Il s’écarta et déplia les doigts, pour y découvrir la fragile fleur des bois écrasée. Puis son regard fut attiré vers les lèvres de Libby, encore chaudes et gonflées de son baiser. Un sentiment de honte s’empara de lui. Jamais, jamais, il n’avait usé de la force avec une femme. L’idée même le révulsait. C’était d’autant plus impardonnable qu’elle lui était plus chère qu’aucun être qu’il eût connu jusque-là.
– Je vous ai fait mal ? bredouilla-t-il.
Libby secoua vivement la tête. S’il lui avait fait mal ? C’était peu dire. Elle était dévastée. D’un seul baiser, il l’avait anéantie, tout en lui montrant le poids dérisoire de sa volonté. Quant à son cœur, il était tout simplement perdu.
Cal se détourna, jusqu’à ce qu’il fût certain d’être de nouveau en mesure de tenir un discours cohérent.
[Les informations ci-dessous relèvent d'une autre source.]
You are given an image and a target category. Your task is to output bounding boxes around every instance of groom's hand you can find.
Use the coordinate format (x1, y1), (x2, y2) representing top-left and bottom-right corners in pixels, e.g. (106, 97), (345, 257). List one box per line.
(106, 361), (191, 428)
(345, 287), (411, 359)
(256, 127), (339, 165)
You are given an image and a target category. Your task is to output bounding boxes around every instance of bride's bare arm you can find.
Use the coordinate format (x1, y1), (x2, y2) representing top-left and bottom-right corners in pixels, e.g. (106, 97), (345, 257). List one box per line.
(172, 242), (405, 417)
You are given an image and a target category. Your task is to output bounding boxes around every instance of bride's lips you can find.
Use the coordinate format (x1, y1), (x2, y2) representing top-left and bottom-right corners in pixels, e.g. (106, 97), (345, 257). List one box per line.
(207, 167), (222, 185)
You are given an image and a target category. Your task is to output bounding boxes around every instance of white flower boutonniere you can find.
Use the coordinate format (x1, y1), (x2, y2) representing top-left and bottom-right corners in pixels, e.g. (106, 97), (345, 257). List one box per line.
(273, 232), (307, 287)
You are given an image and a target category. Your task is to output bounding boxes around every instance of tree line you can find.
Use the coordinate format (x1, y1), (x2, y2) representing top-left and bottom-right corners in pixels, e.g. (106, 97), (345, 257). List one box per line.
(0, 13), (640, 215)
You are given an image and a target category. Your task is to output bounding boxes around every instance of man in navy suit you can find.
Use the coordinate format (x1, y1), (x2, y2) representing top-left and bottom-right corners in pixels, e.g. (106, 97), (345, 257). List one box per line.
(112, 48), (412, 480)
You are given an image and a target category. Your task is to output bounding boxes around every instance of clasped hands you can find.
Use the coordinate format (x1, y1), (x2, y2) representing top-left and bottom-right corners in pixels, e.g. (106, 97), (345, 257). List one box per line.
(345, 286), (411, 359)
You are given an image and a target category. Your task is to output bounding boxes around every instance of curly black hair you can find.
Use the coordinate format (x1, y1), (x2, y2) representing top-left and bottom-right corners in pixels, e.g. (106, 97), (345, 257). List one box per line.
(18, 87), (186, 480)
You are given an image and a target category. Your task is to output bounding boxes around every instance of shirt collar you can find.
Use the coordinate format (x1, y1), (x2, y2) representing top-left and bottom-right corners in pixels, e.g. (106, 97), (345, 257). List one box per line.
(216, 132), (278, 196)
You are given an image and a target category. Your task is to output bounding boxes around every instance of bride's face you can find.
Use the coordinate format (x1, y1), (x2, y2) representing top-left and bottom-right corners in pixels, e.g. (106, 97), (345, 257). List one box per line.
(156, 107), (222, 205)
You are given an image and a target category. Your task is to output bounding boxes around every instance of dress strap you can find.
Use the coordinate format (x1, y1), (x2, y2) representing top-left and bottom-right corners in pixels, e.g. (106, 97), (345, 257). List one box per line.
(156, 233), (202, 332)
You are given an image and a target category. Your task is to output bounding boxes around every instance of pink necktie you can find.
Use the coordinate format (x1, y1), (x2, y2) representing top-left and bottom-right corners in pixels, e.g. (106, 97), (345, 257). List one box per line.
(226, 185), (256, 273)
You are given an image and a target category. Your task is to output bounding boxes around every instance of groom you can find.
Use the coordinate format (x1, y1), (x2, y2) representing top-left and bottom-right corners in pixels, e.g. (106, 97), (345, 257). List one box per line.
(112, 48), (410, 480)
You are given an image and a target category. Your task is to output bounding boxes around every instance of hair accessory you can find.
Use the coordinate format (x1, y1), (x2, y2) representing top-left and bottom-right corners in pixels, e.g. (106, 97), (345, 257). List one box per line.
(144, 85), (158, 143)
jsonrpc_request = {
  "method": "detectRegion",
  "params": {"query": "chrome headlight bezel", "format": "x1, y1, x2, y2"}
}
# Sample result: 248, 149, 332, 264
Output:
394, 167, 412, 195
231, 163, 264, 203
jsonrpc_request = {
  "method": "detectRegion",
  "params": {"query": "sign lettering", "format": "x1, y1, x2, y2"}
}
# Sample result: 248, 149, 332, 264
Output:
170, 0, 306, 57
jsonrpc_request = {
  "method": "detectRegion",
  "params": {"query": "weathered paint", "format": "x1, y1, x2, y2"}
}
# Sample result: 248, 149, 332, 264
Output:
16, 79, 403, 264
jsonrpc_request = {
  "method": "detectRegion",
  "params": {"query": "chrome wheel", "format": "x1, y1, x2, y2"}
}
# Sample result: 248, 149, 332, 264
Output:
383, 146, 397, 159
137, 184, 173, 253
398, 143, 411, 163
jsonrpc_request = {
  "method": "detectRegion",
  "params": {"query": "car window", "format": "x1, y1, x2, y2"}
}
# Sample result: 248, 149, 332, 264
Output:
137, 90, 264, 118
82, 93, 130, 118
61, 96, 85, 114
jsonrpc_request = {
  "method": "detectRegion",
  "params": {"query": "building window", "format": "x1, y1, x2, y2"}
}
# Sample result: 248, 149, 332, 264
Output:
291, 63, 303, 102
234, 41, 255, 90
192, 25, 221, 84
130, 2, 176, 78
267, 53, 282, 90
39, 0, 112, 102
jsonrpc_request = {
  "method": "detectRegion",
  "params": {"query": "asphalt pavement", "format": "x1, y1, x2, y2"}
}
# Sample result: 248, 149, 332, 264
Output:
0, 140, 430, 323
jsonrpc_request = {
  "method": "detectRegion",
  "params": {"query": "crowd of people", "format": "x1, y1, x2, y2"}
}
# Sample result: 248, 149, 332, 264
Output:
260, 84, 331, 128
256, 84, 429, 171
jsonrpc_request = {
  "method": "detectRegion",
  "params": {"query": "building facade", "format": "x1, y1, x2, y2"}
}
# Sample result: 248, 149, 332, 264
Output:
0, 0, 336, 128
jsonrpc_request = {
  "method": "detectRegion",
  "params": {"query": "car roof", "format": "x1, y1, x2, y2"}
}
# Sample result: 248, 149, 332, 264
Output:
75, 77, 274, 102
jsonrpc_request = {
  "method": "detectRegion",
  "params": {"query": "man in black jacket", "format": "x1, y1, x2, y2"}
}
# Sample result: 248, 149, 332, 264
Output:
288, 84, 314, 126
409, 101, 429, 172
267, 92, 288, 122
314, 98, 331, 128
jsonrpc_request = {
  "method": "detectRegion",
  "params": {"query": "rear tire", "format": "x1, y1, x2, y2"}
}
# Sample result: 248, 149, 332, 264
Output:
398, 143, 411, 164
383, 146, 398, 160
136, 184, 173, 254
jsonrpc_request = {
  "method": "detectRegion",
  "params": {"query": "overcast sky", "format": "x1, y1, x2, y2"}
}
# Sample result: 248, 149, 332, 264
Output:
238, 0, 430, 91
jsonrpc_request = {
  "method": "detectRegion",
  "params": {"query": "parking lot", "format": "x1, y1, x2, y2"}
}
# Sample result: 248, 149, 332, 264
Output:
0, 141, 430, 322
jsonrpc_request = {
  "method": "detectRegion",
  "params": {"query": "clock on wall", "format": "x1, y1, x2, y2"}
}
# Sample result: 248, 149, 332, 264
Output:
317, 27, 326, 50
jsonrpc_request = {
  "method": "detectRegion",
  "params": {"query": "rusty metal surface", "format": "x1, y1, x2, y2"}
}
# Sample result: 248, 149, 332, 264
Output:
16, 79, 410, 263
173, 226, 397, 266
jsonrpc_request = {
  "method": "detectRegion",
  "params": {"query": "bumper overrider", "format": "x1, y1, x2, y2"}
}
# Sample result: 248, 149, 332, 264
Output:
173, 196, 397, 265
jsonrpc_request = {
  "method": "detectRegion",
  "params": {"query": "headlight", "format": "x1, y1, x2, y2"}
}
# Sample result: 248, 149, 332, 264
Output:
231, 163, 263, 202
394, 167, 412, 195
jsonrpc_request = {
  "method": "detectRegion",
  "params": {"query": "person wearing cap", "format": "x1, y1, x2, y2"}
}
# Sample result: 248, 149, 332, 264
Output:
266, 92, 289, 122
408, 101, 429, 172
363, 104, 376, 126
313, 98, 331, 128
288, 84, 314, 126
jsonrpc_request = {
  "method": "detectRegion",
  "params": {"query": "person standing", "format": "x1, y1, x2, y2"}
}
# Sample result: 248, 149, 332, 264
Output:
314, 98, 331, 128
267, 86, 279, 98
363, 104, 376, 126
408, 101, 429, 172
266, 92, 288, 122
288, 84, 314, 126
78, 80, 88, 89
Mais il ne s’excuserait pas de l’avoir désirée et prise. Car c’était tout ce qu’il aurait d’elle à son départ.
– Je ne peux pas vous promettre que ça ne se reproduira pas, mais je ferai de mon mieux. Vous devriez rentrer, à présent.
C’était tout ? Après avoir mis à vif ses émotions les plus intimes, il lui disait calmement de rentrer ? S’avançant vers lui, Libby ouvrit la bouche pour protester mais se ravisa in extremis. Il avait raison, bien sûr. Ce qui s’était passé ne devait jamais se reproduire. Ils étaient deux étrangers, malgré ce que lui hurlait son cœur. Sans un mot, elle tourna les talons et l’abandonna près du torrent.
Ce n’est que bien plus tard, alors que les ombres s’étaient considérablement allongées, qu’il ouvrit sa main, laissa tomber dans l’eau la fleur blessée, et la regarda s’éloigner au gré du courant.